Whether or not there is a pending property bubble will be the shuttle-cock that the media and property analysts smack back and forth for the foreseeable future. As home owners and investors we are subject to this conversation, often whether we like it or not. In order to form your own educated opinion it’s important to qualify a few things.
Firstly, there is no one property market in this country, but rather a multitude of independent markets driven by different elements to create their own specific supply and demand scenarios. To say the entire Australian property market may or may not crash is misleading, just as it would be to say all Australian property will increase in value.

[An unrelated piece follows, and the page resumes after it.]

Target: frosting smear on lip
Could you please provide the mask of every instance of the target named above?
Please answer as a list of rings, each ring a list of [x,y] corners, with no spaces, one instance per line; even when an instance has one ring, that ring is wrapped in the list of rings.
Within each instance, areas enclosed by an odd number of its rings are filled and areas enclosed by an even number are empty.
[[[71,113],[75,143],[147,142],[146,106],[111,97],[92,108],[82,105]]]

This is best explained by looking at your local area. Even within smaller markets we can see specific suburbs that do well, while others not so well. Usually this can be explained by a suburb being more attractive due to infrastructure such as public transport, walking distance to cafes and restaurants, close proximity hospitals and other medical facilities, as well as beaches and other desirable amenities which drive the price growth.
Stepping back and looking at our country from a higher level we see the exact same scenario, with just the variables changing. We can look to employment in larger cities, education, as well as the overall living standards as larger drivers for price growth. And once you narrow down further into those smaller markets mentioned previously, you start to understand the array of factors at play.
Secondly, it’s very important to understand that a correction in house prices after a surge is not a crash. In fact, it’s a normal and expected part of the property cycle. Few markets around the country (there are some, but not many), have sustained growth year in, year out. Most others, such as Sydney for example, lay dormant or stagnant for several years before kicking off a period of growth which we have just seen in the past couple of years.
In my humble opinion, the Sydney market generally (and remember, there are many markets within the Sydney market, so yes this is a generalisation) has more or less peaked, so the next stage would be correction, or pull back, in property prices.
The question then becomes “How much of a pull back?!”.
Again, no one has a crystal ball, and it will depend on your specific property. As discussed in previous editorials we are seeing a larger and larger split in the behaviour between apartments and every other type of property.
It is obvious to most that some major capital cities seem to be heading for an over saturation when it comes to the unit market. Inflated unit prices and massive developments both in the construction phase and in the development pipeline in Sydney and Melbourne will do nothing but push this already worrisome scenario further out of safety.
With this in mind, it’s possible to envision units having a much larger correction than house and land properties, which remain in many areas in large demand and short supply.
Large regional centres such as Port Macquarie are a great example of this, where vacancy rates constantly sit around the 1% mark, with stock becoming more and more difficult to come by, safely and consistently driving property prices upwards.